Imagine being told you would be playing online chess games against World Chess Champion Vladimir Kramnik and Deep Fritz, IBM’s latest chess supercomputer. Do you think you could tell which was which? Perhaps both games would end too quickly to make any such determination, but the question being posed is: can a human be fooled by a machine?

This is the concept behind the Turing test, developed by English logician and mathematician Alan Turing in 1950, to test for intelligent behavior of a computer algorithm. In the test, a human judge, engaging in wide-ranging conversation, attempts to distinguish whether he or she is interacting with another human or with a computer imitating human responses.

Now, imagine that HAL, the intelligent computer in Stanley Kubrick’s 1968 film, 2001: A Space Odyssey, replaced you as judge. Do you think HAL could accurately detect whether its opponent was Kramnik or Deep Fritz? In other words, can a machine be programmed to distinguish the subtleties between natural human behavior and a sophisticated computer mimicking human behavior?

The same ideas can be used to develop and measure how good a social-scientific theory of human behavior is. Caltech’s Jasmina Arifovic, visiting associate professor, and the late Richard McKelvey, Wasserman Professor of Political Science (see far right column), have pointed out that the development of social-science theories can be likened to the task of building a computer to mimic human behavior, or equivalently, to building a computer that will pass the Turing test
in the range of behavior covered by the theory. Thus, social science can be deemed to be successful when it is no longer possible for a computer judge to tell the difference between behavior generated by humans and that generated by the theory (i.e., by a machine).

Based on the above ideas, Caltech researchers this summer plan to run a two-sided computer tournament, the Turing Tournament, to try to simultaneously develop strong models of human behavior, and good ways of telling the difference between human and machine behavior. Arifovic and postdoctoral scholar Svetlana Pevnitskaya will apply this initially to the question of developing theories for how subjects play a repeated, two-person matrix-form game.

In the tournament, Caltech will solicit computer programs that can mimic human behavior, called emulators. Also solicited will be computer algorithms, called sniffers, designed to detect whether the observed behavior is generated by humans or by machine. After all entries are received, repeated rounds of a simple, matrix-form game will be played by humans and by emulators. The data generated from these rounds will be then presented to the sniffers, whose task it will be to determine whether data are human- or machine-generated. The winning sniffer will do the best job of distinguishing between the human and machine data, and the winning emulator will do the best job of fooling the best sniffer. Monetary prizes for the best emulators and sniffers will encourage the submission of entries representing the best current thinking on these questions.
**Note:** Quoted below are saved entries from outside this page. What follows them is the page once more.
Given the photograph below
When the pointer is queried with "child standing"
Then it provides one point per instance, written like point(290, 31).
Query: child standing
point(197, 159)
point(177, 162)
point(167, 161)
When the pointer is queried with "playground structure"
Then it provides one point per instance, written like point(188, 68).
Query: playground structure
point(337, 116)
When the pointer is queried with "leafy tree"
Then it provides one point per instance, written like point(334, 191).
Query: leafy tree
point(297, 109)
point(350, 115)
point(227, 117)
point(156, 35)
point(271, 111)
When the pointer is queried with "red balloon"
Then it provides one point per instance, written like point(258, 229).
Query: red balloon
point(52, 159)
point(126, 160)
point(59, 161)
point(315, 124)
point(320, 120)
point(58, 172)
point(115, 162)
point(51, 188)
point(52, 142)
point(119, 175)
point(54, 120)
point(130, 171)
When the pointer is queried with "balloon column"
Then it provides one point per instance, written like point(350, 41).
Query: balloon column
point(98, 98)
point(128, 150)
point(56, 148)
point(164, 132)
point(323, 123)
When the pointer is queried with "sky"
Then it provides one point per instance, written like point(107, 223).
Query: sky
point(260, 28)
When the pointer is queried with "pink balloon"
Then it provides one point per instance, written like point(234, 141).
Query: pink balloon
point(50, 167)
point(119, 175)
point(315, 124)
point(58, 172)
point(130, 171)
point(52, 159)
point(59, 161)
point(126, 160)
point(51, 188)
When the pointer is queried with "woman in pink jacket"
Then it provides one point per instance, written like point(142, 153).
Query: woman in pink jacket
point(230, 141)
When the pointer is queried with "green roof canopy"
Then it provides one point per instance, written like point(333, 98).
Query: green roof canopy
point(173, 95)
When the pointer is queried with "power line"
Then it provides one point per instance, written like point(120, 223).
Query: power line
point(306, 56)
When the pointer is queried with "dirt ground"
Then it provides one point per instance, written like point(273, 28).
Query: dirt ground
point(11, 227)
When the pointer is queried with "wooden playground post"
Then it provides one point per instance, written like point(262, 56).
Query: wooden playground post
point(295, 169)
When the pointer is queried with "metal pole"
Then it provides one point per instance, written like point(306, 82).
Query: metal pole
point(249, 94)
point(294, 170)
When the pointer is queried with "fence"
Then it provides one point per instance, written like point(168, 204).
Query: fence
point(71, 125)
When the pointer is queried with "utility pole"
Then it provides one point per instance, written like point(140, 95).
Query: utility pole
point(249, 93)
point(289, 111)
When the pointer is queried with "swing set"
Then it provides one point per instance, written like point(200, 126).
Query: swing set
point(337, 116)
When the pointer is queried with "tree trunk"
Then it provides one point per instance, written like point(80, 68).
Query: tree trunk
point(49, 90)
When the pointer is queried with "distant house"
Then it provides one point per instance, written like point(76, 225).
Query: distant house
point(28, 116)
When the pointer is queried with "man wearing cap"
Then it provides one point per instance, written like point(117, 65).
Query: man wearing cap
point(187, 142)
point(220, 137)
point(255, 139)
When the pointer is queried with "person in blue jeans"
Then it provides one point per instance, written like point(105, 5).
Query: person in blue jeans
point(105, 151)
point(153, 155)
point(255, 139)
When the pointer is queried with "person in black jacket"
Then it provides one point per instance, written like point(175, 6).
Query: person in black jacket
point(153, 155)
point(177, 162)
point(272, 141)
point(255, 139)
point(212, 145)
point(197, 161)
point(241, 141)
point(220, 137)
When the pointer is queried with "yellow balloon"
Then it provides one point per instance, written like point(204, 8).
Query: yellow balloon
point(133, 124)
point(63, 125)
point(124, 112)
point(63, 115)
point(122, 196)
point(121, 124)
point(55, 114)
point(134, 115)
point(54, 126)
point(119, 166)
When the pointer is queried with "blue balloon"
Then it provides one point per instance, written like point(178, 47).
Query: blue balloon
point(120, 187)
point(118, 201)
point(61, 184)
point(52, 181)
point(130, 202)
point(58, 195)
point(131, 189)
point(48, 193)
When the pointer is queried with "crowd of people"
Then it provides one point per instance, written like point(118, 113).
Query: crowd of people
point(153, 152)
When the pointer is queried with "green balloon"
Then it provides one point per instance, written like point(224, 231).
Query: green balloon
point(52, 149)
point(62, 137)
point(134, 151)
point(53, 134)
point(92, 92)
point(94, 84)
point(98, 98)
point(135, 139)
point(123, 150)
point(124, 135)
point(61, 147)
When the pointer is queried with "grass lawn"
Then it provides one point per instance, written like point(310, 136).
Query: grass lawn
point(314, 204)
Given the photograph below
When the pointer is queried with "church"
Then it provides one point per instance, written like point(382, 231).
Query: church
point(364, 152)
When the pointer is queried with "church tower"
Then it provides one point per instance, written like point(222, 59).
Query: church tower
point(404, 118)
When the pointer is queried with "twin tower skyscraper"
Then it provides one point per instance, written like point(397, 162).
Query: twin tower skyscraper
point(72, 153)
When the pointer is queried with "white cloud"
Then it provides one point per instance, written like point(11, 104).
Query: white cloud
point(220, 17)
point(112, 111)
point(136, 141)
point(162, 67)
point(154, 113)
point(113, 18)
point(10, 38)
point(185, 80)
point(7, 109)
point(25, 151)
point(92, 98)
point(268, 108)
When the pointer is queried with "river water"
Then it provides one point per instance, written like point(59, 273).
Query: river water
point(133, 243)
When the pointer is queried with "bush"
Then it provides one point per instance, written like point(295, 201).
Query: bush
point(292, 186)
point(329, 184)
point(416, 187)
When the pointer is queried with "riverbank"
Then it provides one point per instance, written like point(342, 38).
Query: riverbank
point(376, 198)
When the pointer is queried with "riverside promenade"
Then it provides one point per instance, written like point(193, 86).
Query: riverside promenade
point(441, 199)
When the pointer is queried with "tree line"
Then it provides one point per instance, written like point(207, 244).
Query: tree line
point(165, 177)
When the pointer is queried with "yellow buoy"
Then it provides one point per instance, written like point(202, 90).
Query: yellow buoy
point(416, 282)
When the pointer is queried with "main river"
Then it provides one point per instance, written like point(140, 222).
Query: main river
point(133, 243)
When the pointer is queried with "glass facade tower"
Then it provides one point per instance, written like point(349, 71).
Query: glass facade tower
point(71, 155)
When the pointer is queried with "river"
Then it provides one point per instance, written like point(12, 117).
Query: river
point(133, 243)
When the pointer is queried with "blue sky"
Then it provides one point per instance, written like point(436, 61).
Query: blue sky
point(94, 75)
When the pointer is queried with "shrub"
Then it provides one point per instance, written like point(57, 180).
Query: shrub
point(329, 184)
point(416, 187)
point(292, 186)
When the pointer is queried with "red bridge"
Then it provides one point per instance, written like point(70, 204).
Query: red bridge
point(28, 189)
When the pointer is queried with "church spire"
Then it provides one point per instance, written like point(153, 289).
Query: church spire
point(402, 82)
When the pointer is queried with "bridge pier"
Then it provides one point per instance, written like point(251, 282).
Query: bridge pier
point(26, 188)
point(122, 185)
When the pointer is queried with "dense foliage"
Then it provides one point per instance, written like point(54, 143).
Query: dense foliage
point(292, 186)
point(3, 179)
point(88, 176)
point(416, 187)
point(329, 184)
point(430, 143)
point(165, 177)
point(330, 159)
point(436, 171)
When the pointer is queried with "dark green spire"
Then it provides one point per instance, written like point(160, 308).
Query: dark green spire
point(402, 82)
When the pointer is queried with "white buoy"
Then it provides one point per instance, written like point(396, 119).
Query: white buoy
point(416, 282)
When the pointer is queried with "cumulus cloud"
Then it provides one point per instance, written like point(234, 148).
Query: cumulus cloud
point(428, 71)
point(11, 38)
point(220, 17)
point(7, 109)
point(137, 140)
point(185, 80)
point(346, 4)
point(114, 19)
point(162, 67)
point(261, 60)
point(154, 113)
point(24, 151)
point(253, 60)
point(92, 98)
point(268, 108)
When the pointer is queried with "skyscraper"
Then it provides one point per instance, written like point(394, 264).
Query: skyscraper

The Turing Tournament raises funda-mental, unsolved issues in game theory, computer science, econometrics/statistics, and experimental economics. Applications of this methodology include monitoring “program trading” in financial markets, modeling behavior in public-goods problems, evaluating machine-translation programs, and building decision-making robots to take the place of humans in economics experiments. Some of these topics will be the focus
of the Turing Tournament in future years.

One particularly fertile area is the question of program trading—automatic computerized execution of securities trades, usually in large volumes—which tends to create very unstable situations. The Securities and Exchange Commission (SEC) has dealt with the problem by introducing market mechanisms such as “circuit breakers” to temporarily slow down or stop trading when prices become too volatile. However, these remedies introduce their own inefficiencies into the market. The Turing Tournament methodology could be used instead to provide a way to detect instability caused by program trading, possibly leading to more effective computer-based means by which the SEC can regulate it.

Another fruitful area of study is experimental economics. Here, with good models of human behavior in a voting setting, decision-making robots could be used in place of humans in experiments on candidate competition, to model voters’ responses to candidate behavior. This would allow experiments on candidate behavior in large elections without having to pay thousands of subjects to play the part of the voters. Instead, the only subjects needed would be the candidates.
Turing Tournament organizers envision the event running for five years, beginning this summer. This year’s tournament will focus on repeated games, and applications for subsequent years will be identified as the program evolves.

Kim Matsunaga is a staff writer in the Division of the Humanities and Social Sciences.